There are several ways you can quantify how difficult a theorem is, each having its own advantages and disadvantages.
Proof complexity
In your question, you suggested looking at the number of "steps" it takes to prove a theorem as a measure of the difficulty of proving that theorem. However, the number of steps it takes to prove a given theorem depends on which proof system you are using to formalize your proofs. In fact, the field of proof complexity is more commonly used to compare entire proof systems to each other, and not to compare specific theorems to each other. For example, an open problem in proof complexity is to determine whether or not there exists a "polynomially bounded" proof system (i.e., a proof system that can prove all propositional tautologies via proofs whose sizes are polynomial in the sizes of the tautologies).
So, it might not be sensible to speak of "the" proof complexity of a given theorem, because it depends on which formal system you are using. Additionally, like you said, the size of a proof might not reflect how difficult the proof is for a human brain to come up with.
Reverse mathematical strength
The program of reverse mathematics aims to determine which axioms are necessary to prove which theorems. It works like this:
Start with a "base theory", which is not strong enough to prove most of the theorems you are interested in. A base theory should be a strict subset of the axioms that are generally accepted by mathematicians. One common base theory used is $\text{RCA}_0$.
Select a theorem that you would like to analyze.
See which other axioms you are able to prove assuming this theorem (over the base theory).
See if you can prove the selected theorem assuming these other axioms (over the base theory).

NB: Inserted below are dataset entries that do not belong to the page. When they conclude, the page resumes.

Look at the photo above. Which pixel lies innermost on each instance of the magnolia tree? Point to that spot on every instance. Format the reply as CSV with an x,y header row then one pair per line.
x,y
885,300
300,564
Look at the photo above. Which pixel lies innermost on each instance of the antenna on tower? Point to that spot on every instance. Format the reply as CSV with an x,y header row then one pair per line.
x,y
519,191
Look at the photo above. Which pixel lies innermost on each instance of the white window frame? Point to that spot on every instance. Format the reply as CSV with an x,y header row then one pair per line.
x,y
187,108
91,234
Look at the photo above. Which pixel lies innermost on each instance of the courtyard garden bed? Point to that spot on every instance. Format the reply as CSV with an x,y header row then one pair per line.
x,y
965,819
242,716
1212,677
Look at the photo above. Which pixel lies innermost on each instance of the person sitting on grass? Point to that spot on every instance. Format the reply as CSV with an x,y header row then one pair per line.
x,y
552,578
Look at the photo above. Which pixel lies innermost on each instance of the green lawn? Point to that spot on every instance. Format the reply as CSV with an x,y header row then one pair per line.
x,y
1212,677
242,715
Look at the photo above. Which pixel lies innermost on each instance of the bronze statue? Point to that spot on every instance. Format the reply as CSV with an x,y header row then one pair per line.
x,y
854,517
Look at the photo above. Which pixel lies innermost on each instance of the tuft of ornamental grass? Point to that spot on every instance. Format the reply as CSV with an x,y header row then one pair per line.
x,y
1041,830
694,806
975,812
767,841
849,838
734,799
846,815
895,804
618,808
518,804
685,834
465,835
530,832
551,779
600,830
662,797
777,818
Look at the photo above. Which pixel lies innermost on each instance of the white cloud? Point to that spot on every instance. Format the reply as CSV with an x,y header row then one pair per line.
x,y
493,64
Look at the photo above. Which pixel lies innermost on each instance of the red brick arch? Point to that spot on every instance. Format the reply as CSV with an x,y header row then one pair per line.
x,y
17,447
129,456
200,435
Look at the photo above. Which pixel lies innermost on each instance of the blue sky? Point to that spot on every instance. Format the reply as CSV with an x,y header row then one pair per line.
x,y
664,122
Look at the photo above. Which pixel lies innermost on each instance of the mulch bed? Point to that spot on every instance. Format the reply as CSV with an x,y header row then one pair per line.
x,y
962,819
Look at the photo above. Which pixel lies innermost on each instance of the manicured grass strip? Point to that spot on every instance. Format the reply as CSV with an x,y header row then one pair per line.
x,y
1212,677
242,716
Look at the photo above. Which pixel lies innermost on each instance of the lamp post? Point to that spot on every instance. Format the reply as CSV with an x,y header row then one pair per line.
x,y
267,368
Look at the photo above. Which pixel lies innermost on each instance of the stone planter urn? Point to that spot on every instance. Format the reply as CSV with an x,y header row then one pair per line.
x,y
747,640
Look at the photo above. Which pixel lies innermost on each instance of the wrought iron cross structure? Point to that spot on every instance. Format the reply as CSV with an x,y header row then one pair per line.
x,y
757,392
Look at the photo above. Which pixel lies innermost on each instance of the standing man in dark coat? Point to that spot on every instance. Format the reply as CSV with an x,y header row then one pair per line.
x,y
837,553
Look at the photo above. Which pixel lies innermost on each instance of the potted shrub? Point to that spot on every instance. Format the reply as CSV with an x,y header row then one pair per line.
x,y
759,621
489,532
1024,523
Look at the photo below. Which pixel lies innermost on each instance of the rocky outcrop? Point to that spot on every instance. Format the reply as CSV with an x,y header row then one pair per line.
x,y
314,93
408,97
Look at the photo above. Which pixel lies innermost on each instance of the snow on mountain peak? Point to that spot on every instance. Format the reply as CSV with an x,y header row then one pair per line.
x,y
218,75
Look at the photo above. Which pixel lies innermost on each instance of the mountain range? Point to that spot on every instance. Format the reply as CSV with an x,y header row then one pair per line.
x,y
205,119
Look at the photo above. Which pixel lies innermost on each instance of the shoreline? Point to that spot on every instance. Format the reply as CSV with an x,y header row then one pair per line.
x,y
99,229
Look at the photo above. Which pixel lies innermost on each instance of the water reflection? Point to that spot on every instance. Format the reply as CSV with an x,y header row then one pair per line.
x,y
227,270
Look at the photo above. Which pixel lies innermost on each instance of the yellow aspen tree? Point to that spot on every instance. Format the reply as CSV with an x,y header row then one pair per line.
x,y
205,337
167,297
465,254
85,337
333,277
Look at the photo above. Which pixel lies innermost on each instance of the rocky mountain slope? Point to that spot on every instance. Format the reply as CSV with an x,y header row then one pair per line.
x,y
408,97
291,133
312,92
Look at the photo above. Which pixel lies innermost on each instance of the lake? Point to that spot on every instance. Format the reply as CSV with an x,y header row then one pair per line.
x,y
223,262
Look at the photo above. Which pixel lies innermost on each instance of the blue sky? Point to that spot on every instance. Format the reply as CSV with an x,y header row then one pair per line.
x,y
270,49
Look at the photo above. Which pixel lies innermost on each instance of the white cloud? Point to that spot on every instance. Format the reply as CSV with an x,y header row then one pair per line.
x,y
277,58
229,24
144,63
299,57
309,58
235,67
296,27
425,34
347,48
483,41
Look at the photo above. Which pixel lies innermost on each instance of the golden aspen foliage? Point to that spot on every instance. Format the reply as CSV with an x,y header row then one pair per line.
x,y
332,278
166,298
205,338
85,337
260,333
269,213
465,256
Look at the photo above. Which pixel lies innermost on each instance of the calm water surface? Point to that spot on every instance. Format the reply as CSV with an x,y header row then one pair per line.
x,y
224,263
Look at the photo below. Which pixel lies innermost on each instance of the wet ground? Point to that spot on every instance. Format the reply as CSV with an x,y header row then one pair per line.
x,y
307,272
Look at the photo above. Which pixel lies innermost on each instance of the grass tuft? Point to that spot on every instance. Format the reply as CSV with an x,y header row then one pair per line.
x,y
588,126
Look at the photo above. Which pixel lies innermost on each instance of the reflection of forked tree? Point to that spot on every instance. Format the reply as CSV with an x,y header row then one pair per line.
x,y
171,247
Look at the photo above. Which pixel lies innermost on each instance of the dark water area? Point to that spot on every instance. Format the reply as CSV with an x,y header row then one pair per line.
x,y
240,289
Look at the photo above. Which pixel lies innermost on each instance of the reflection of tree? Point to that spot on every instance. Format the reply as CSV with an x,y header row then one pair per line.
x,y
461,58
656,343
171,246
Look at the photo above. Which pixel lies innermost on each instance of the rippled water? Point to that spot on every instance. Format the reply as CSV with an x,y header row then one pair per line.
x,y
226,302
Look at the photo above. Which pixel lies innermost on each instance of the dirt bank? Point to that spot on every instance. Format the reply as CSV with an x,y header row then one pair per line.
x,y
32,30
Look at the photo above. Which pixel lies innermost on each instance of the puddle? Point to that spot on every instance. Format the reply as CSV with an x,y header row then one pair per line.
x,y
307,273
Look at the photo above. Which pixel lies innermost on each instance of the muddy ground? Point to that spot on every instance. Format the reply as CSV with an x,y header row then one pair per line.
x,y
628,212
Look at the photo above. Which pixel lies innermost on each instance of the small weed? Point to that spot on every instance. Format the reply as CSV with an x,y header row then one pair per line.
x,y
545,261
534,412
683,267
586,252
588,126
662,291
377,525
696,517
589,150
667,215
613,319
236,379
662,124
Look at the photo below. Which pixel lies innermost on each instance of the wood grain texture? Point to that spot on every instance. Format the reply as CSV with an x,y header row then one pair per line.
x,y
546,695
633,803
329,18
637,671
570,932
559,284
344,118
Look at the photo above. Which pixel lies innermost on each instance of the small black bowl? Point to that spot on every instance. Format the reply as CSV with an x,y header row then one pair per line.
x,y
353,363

If you are successful, you will have proven that a given theorem is equivalent to some certain axioms (over the base theory). Here's an example: over $\text{RCA}_0$, the Heine-Borel Theorem is equivalent to the axiom Weak König's Lemma, but the Bolzano-Weierstrass Theorem is equivalent to the Arithmetical Comprehension Axiom. It happens that the Arithmetical Comprehension Axiom implies Weak König's Lemma but that the converse is not true. So, we can say that the Bolzano-Weierstrass Theorem is "stronger" than the Heine-Borel Theorem, since it requires axioms that are strictly more powerful.
So, reverse mathematical strength is a measure of how "high-powered" the machinery needed to prove a theorem is. However, like proof complexity, it doesn't say anything about how hard a proof of it is for a human brain come up with.
Subjective analysis
Ultimately, if you want to talk about how difficult a theorem is for humans to prove, you will need some kind of subjective measure, since the difficulty of a theorem depends on how we think, what kind of strategies and techniques we are taught in school, what mathematical facts we happen to know, etc.
One subjective scale for analyzing the difficulty of proofs is the Math Olympiad Hardness Scale (MOHS) created by Evan Chen. However, this scale is specifically for Math Olympiad problems, and not for theorems in general. Additionally, it is based on precedent (what types of problems have been included on the International Mathematical Olympiad in the past), so it could change over time.
If you want to assess how difficult theorems in general are, you could consider where they appear in standardized curricula and assume that the designers of these curricula organized them by difficulty.
Additionally, you might want to take a look a John Conway and Joseph Shipman's paper Extreme Proofs I: The Irrationality of $\sqrt{2}$. In this paper, they consider different proofs of the fact that the square root of $2$ is irrational, and they explain why they are "extreme" in various senses. For example, one proof is the "most general," another depends on the "simplest concepts," and another is "purely geometrical."
Regarding your dream for salvaging inconsistency
The project of reverse mathematics has done much to classify foundational theories based on how strong they are. If one of these foundational theories is proven to be inconsistent, we could certainly "fall back" on a strictly weaker theory, and the program of reverse mathematics would tell us which theorems we would "lose" by abandoning our strong system.
Most mathematicians are extremely confident that all of the theories we use are consistent. However, we can never be completely certain that a given theory is consistent. In fact, it is somewhat unclear what it even means to know that a given theory is consistent. If to "know" something means to have a proof of it, you must specify in which formal system you want a proof. Suppose that we have a proof in system $G$ that system $F$ is consistent. If we want to trust this proof, we should want system $G$ to be consistent. However, in order to "know" that system $G$ is consistent, we must have a proof in some other formal system $H$ that $G$ is consistent. See Lewis Carroll's dialogue "What the Tortoise Said to Achilles" to find out where this rabbit hole leads.
Perhaps you might want a system to be able to prove its own consistency. However, since everything is provable in an inconsistent theory, such a consistency proof would be meaningless, since any inconsistent theory can prove its own consistency. In fact, Gödel's Second Incompleteness Theorem tells us that any consistent theory that can formalize "enough" elementary arithmetic cannot prove its own consistency. So, such a consistency proof would be bad news; if a sufficiently strong system proves its own consistency, then it must be inconsistent.